One of the most marked characteristics of the Americans is their rooted determination to resist any legislation which shall recognise any class distinctions in the community. Of course, no one contends that the man of wealth, education, and culture is not the superior, in one sense of the word, of him who lacks these. The equality insisted upon is simply this: that no class of society shall make the circumstance of enjoying these adventitious advantages a ground for the members of it basing a claim to be a separate caste, possessing rights and privileges—fenced in by law—denied to the bulk of their countrymen. This sentiment found expression in the opposition which the proposal met with, a few years ago, that persons in the Civil Service of the Federal government should be irremovable, save for misconduct, instead of being turned out of their places after every change of administration, as had previously been the case. It was argued that fixity of tenure of office would have the result of creating a bureaucracy, the members of which would come in time to regard themselves as a privileged class. That these apprehensions were unfounded, experience of the practical working of the new system of government patronage has proved. But the very fact of the objection having been raised at all shows how sensitive public opinion was on the subject.
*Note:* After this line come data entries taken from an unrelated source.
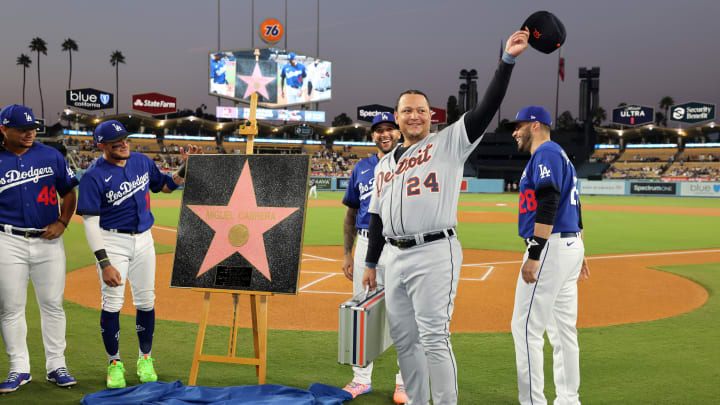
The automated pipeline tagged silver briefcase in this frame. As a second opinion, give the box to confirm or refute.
[338,288,392,367]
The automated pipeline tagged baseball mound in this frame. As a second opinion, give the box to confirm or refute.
[60,237,708,332]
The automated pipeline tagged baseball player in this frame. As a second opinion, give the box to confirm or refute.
[0,104,78,393]
[363,29,529,405]
[280,52,307,104]
[210,53,232,96]
[510,106,590,405]
[77,120,202,388]
[343,113,407,404]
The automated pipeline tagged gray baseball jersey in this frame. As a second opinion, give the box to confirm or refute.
[369,117,482,237]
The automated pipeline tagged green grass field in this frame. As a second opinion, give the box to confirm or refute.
[0,192,720,405]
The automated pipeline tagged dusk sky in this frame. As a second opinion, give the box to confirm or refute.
[0,0,720,129]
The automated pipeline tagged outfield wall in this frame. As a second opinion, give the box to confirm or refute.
[312,176,505,193]
[578,179,720,198]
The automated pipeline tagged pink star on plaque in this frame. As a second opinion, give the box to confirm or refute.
[238,62,275,98]
[187,161,298,280]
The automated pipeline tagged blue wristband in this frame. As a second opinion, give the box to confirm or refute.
[502,51,516,65]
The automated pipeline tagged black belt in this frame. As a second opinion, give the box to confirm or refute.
[523,232,580,246]
[103,228,142,235]
[387,228,455,249]
[10,229,45,238]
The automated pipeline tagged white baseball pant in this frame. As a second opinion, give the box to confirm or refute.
[383,236,463,405]
[0,232,66,373]
[511,233,585,405]
[353,234,403,384]
[97,229,155,312]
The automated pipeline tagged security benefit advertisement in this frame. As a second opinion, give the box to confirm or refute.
[208,48,332,108]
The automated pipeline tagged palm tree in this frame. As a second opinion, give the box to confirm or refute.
[660,96,675,126]
[29,37,47,118]
[16,53,32,105]
[110,49,125,114]
[62,38,77,90]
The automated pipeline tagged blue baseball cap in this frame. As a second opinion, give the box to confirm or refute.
[370,112,398,132]
[93,120,130,143]
[505,105,552,130]
[0,104,40,130]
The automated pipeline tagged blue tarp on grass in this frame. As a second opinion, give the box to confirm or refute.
[80,381,353,405]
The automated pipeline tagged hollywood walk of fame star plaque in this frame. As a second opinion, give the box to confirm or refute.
[170,155,310,294]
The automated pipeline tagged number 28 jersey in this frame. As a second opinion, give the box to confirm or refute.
[518,141,580,238]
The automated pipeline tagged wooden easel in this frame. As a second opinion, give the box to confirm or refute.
[188,49,274,385]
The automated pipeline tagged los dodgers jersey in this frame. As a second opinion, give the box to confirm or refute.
[369,117,483,237]
[518,141,580,238]
[280,63,307,88]
[0,142,78,229]
[77,152,172,232]
[343,155,380,229]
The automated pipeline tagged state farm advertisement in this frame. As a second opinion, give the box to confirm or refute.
[132,93,177,115]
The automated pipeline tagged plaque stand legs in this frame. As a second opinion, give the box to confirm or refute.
[188,288,272,385]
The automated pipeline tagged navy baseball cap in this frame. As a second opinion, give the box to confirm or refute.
[93,120,130,143]
[0,104,40,130]
[370,112,398,132]
[520,11,566,53]
[505,105,552,131]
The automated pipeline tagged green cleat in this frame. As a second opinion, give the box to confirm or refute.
[107,360,125,388]
[138,354,157,383]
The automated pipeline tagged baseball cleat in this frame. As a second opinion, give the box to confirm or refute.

One noticeable feature of American society is that in none of the Northern States does an officer in the army or navy enjoy the social status that he commands in all European countries. Holmes, in _The Autocrat of the Breakfast Table_, has commented upon this trait of his countrymen. He says: ‘It is curious to observe of how small account military folk are held among our Northern people. Our young men must gild their spurs, but they need not win them. The equal division of property keeps the younger sons of rich people above the necessity of military service. Thus, the army loses one element of refinement, and the moneyed upper classes forget what it is to count heroism amongst their virtues. Still, I don’t believe in any aristocracy without pluck as its backbone. Ours may show it when the day comes, if ever it does come.’